O acompanhamento do estatuto social dos bombeiros.
2 - A UAV é dirigida por um director de unidade, cargo de direcção intermédia de 1.º grau.
Artigo 5.º — Unidade de gestão técnica
1 - À unidade de gestão técnica, abreviadamente designada UGT, compete, nomeadamente:
A regulamentação e fiscalização da actividade dos corpos de bombeiros;
A regulamentação e supervisão da rede de infra-estruturas e equipamentos dos corpos de bombeiros;
O acompanhamento do financiamento aos corpos de bombeiros.
2 - A UGT é dirigida por um director de unidade, cargo de direcção intermédia de 1.º grau.

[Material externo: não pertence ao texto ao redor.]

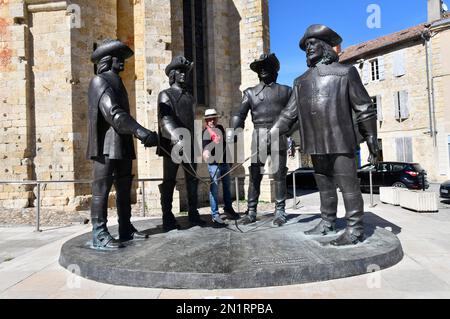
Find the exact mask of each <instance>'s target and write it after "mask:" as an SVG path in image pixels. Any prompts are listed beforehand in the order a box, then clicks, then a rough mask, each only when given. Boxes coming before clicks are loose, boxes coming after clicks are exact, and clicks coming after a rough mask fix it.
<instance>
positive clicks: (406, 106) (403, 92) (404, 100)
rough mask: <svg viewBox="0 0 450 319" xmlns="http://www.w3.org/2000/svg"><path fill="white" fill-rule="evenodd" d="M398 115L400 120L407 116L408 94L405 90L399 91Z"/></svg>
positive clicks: (408, 97) (408, 109) (407, 111)
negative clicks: (399, 94) (398, 104)
mask: <svg viewBox="0 0 450 319" xmlns="http://www.w3.org/2000/svg"><path fill="white" fill-rule="evenodd" d="M400 117H401V119H402V120H406V119H408V118H409V95H408V92H407V91H400Z"/></svg>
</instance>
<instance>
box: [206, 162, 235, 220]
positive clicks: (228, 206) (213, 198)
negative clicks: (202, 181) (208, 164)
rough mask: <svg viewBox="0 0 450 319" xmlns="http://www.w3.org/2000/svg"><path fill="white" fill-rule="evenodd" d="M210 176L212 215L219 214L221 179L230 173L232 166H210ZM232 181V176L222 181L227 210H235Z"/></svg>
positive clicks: (208, 165) (226, 207) (220, 164)
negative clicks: (231, 199)
mask: <svg viewBox="0 0 450 319" xmlns="http://www.w3.org/2000/svg"><path fill="white" fill-rule="evenodd" d="M208 170H209V176H210V177H211V183H212V184H211V187H210V190H209V202H210V204H211V215H213V216H214V215H217V214H219V200H218V192H219V178H220V177H221V176H223V175H225V174H227V173H228V172H229V171H230V165H228V164H209V165H208ZM230 181H231V179H230V175H227V176H225V177H224V178H223V179H222V185H223V201H224V203H225V209H231V208H233V202H232V201H231V192H230V186H231V182H230Z"/></svg>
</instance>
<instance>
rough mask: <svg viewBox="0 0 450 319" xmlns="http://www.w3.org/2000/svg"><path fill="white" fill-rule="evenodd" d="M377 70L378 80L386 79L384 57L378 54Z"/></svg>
mask: <svg viewBox="0 0 450 319" xmlns="http://www.w3.org/2000/svg"><path fill="white" fill-rule="evenodd" d="M378 70H379V72H380V81H384V80H385V79H386V74H385V73H386V72H385V70H384V57H383V56H380V57H379V58H378Z"/></svg>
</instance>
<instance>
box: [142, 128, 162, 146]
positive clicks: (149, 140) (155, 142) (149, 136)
mask: <svg viewBox="0 0 450 319" xmlns="http://www.w3.org/2000/svg"><path fill="white" fill-rule="evenodd" d="M158 141H159V139H158V134H157V133H156V132H151V131H150V134H149V135H148V136H147V138H146V140H145V142H143V143H142V144H144V146H145V147H154V146H158Z"/></svg>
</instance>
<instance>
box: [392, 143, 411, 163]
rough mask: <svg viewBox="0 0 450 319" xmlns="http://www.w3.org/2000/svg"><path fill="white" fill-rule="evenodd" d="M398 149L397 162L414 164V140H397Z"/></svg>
mask: <svg viewBox="0 0 450 319" xmlns="http://www.w3.org/2000/svg"><path fill="white" fill-rule="evenodd" d="M395 145H396V149H397V161H399V162H407V163H412V162H413V149H412V138H411V137H401V138H396V139H395Z"/></svg>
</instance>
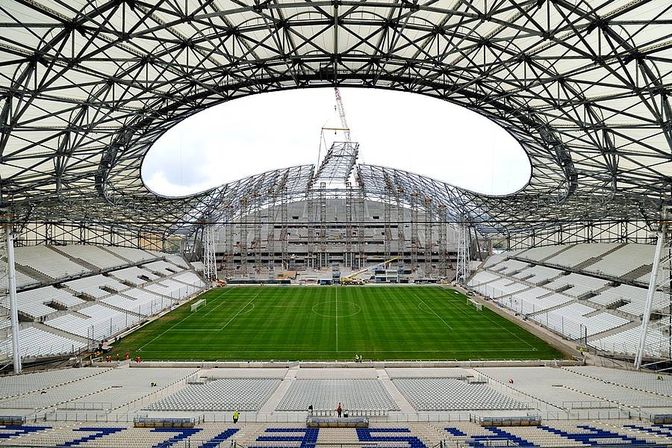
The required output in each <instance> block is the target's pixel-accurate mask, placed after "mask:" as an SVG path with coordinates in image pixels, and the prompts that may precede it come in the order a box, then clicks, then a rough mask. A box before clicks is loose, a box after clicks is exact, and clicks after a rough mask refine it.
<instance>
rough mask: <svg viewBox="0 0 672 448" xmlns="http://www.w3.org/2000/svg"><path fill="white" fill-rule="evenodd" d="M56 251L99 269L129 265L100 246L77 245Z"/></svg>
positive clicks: (124, 261)
mask: <svg viewBox="0 0 672 448" xmlns="http://www.w3.org/2000/svg"><path fill="white" fill-rule="evenodd" d="M56 249H57V250H58V251H59V252H63V253H65V254H66V255H68V256H69V257H71V258H75V259H79V260H82V261H84V262H86V263H89V264H92V265H94V266H96V267H97V268H98V269H110V268H115V267H119V266H125V265H127V264H128V262H127V261H126V260H123V259H121V258H119V257H117V256H115V255H113V254H111V253H110V252H109V251H107V250H105V249H103V248H102V247H99V246H92V245H81V244H77V245H68V246H58V247H56ZM136 250H139V249H136Z"/></svg>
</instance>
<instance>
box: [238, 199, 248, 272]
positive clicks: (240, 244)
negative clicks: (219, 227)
mask: <svg viewBox="0 0 672 448" xmlns="http://www.w3.org/2000/svg"><path fill="white" fill-rule="evenodd" d="M249 213H250V199H249V198H248V197H247V196H243V197H242V198H240V226H239V227H240V241H239V243H238V244H239V248H240V251H239V252H240V271H241V274H242V275H243V276H246V275H247V267H248V262H247V261H248V260H247V253H248V252H247V231H248V219H249Z"/></svg>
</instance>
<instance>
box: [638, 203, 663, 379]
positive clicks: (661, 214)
mask: <svg viewBox="0 0 672 448" xmlns="http://www.w3.org/2000/svg"><path fill="white" fill-rule="evenodd" d="M661 218H662V219H661V223H660V229H659V231H658V235H657V242H656V250H655V252H654V254H653V266H652V267H651V277H650V279H649V288H648V291H647V293H646V302H645V303H644V311H643V313H642V324H641V326H640V332H639V343H638V344H637V353H636V355H635V369H640V368H642V367H647V366H652V365H653V364H655V363H656V362H655V361H653V362H652V363H648V364H645V363H644V357H645V356H646V355H649V356H650V357H652V358H654V359H662V360H664V361H662V362H666V361H670V360H672V335H671V333H672V300H671V296H670V287H671V283H670V281H671V278H670V268H671V266H672V239H671V238H670V231H671V230H672V227H671V226H670V224H671V223H670V219H672V208H670V207H665V208H664V209H663V210H662V212H661ZM654 300H655V303H656V307H655V309H654V307H653V304H654ZM654 313H655V320H654V319H652V318H651V317H652V314H654ZM652 336H654V337H653V338H652Z"/></svg>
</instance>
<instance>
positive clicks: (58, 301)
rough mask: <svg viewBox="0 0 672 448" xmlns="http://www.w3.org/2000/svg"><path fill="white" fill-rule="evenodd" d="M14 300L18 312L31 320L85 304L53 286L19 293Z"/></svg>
mask: <svg viewBox="0 0 672 448" xmlns="http://www.w3.org/2000/svg"><path fill="white" fill-rule="evenodd" d="M16 298H17V304H18V310H19V312H21V313H22V314H24V315H26V316H27V317H30V318H31V319H41V318H44V317H45V316H47V315H49V314H51V313H53V312H55V311H57V310H58V309H59V308H61V309H62V308H70V307H72V306H75V305H80V304H82V303H85V302H84V301H83V300H82V299H79V298H77V297H75V296H73V295H72V294H70V293H69V292H68V291H65V290H64V289H57V288H54V287H53V286H45V287H43V288H37V289H32V290H29V291H24V292H20V293H17V295H16ZM48 305H51V306H48Z"/></svg>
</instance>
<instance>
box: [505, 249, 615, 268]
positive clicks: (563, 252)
mask: <svg viewBox="0 0 672 448" xmlns="http://www.w3.org/2000/svg"><path fill="white" fill-rule="evenodd" d="M619 246H621V244H619V243H593V244H574V245H568V246H555V247H562V248H564V250H563V251H562V252H558V254H557V255H555V256H553V257H551V258H548V259H546V260H544V263H545V264H548V265H551V266H552V265H555V266H563V267H568V268H577V269H578V268H580V267H581V266H585V265H587V264H590V263H592V262H593V261H597V260H599V259H600V258H601V257H602V256H603V255H604V254H606V253H608V252H610V251H613V250H615V249H616V248H618V247H619ZM520 255H521V254H518V255H517V256H520ZM535 261H538V260H535Z"/></svg>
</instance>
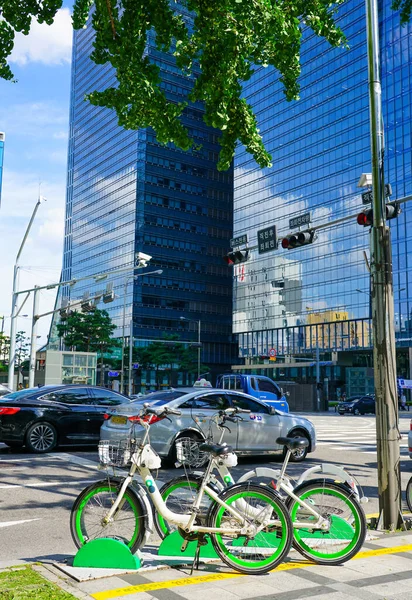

Artigo 6.º — Unidade de recursos humanos e financeiros
1 - À unidade de recursos humanos e financeiros, abreviadamente designada URHF, compete:
O planeamento, recrutamento, organização e gestão dos recursos humanos da ANPC;
O planeamento e gestão dos recursos financeiros da ANPC;
A aquisição de bens e a contratação de serviços;
A gestão documental e do arquivo da ANPC;
A gestão das instalações e equipamentos da ANPC;
A gestão da frota automóvel da ANPC.
2 - A URHF é dirigida por um director de unidade, cargo de direcção intermédia de 1.º grau.
Artigo 7.º — Unidade de recursos tecnológicos
1 - À unidade de recursos tecnológicos, abreviadamente designada URT, compete:
O planeamento, instalação, gestão e manutenção dos recursos informáticos da ANPC;
A administração e manutenção da rede informática e das bases de dados da ANPC;
O planeamento, instalação, gestão e manutenção dos equipamentos de telecomunicações da ANPC;
A administração e manutenção das redes de telecomunicações da ANPC;
A supervisão da rede de comunicações dos bombeiros.
2 - A URT é dirigida por um director de unidade, cargo de direcção intermédia de 1.º grau.
Artigo 8.º — Inspecção de protecção civil
1 - À inspecção de protecção civil, abreviadamente designada IPC, compete:
A fiscalização da actividade dos comandos distritais de operações de socorro e dos corpos de bombeiros;
O inquérito e averiguação dos incidentes de protecção e socorro;
A instrução dos processos disciplinares e de sindicância, determinados pelo Presidente da ANPC;
A investigação de acidentes em acções de socorro;
A monitorização da implementação dos programas e planos de emergência sectoriais dos serviços e agentes de protecção civil;
A avaliação, no âmbito dos exercícios de protecção civil.
2 - A IPC é dirigida pelo inspector de protecção civil, cargo de direcção intermédia de 1.º grau.
Artigo 9.º — Equipas técnicas
O número máximo de equipas técnicas a que se refere o n.º 2 do artigo 22.º do Decreto-Lei n.º 75/2007, de 29 de Março, é fixado em sete.
Artigo 10.º — Entrada em vigor
A presente portaria entra em vigor no 1.º dia do mês seguinte ao da sua publicação.
Em 29 de Março de 2007.
O Ministro de Estado e da Administração Interna, António Luís Santos Costa. - Pelo Ministro de Estado e das Finanças, Emanuel Augusto dos Santos, Secretário de Estado Adjunto e do Orçamento.